Cash held outside the banking system fell to N4.45tn in August 2025, the lowest level recorded this year, according to a recent survey using data from the Central Bank of Nigeria’s Money and Credit Statistics and TRACE.
The figure declined by N41.1bn from N4.49tn in June 2025, and by N180bn from the year’s peak of N4.63tn in May 2025. Total currency in circulation stood at N4.92tn, meaning over 90 percent of all cash issued by the CBN was held outside the banking system.
In January 2025, cash outside banks was N4.74tn, or 90.5 percent of N5.24tn in circulation. February dropped to N4.52tn, while March rose to N4.60tn. April recorded N4.57tn, May marked the yearly high of N4.63tn, June slipped to N4.49tn, and August fell further to N4.45tn. Even at its lowest point, more than nine out of every ten naira in circulation remained outside banks.
On a yearly comparison, August 2025’s N4.45tn represents an increase of N585bn from N3.87tn recorded in August 2024. Total currency in circulation also rose from N4.14tn to N4.92tn, an increase of 18.8 percent.

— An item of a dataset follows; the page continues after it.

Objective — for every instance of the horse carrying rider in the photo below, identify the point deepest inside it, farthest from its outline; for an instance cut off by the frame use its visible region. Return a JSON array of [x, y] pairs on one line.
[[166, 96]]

Between January and August 2025, the average cash outside banks stood at N4.57tn, compared to N3.62tn in the same period of 2024, indicating a sharp rise in overall liquidity. While the ratio of cash outside banks has declined slightly from 92.4 percent to 90.8 percent, the volume of cash has grown significantly.
The Central Bank has maintained the Monetary Policy Rate at 27.50 percent through most of 2025 to curb inflation and stabilize the exchange rate. However, in September 2025, it cut the rate slightly to 27 percent, citing easing inflation at 20.12 percent and the need to stimulate growth.
The Cash Reserve Ratio for commercial banks was also reduced from 50 percent to 45 percent, while the ratio for public sector deposits rose to 75 percent. The move followed concerns that excess liquidity, fueled by monthly FAAC allocations, could undermine price stability.
CBN Governor Olayemi Cardoso said the bank would continue to monitor fiscal injections closely, adding, “We are a bit concerned about excess liquidity and the negative effects of FAAC releases. We will continue to deploy tools to ensure stability stays with us into the future.”